The Supreme Court decision in Roe remained controversial for decades as many Americans split into the pro-choice or pro-life sides. In 1992, the Court reaffirmed the right to abortion, though it dispensed with the trimester framework. That decision, Planned Parenthood of Southeastern PA v. Casey (1992), held that states could still pass regulations on the procedure but not place an undue burden on a woman seeking an abortion. The decision read: “The undue burden standard is the appropriate means of reconciling the State’s interest with the woman’s constitutionally protected liberty.”

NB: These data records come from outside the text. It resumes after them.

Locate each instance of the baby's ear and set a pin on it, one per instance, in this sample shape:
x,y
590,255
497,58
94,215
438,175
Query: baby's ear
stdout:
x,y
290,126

In 2022, the Court overturned the Roe precedent with its decision in Dobbs v. Jackson Women’s Health Organization. The majority stated that a constitutional right to abortion was not clearly protected by any constitutional clause. The Court majority again appealed to the principle of federalism in writing, “The Court usurped the power to address a question of profound moral and social importance that the Constitution leaves for the people….those who sought to advance the State’s interest in fetal life—could no longer seek to persuade their elected representatives to adopt policies consistent with their views. The Court short-circuited the democratic process by closing it to the large number of Americans who dissented in any respect from Roe.”
Three dissenting justices argued that women were losing an established constitutional right and would be subject to the power of the states to coerce (or force) them to bring pregnancies to term. They feared that oppressive majorities in state legislatures would impose burdens upon women. “A State can force her to bring a pregnancy to term…An abortion restriction, the majority holds, is permissible whenever rational, the lowest level of scrutiny known to the law. And because, as the Court has often stated, protecting fetal life is rational, States will feel free to enact all manner of restrictions.”
The abortion debate has raged for decades and continues to rage, even after the Dobbs decision. As long as the American people have debated this issue, it has been related to the question of federalism. The voice of the people and the role of representatives in state legislatures, the compelling interests of the states, the exercise of state police powers, and fundamental individual rights have all been central to the story.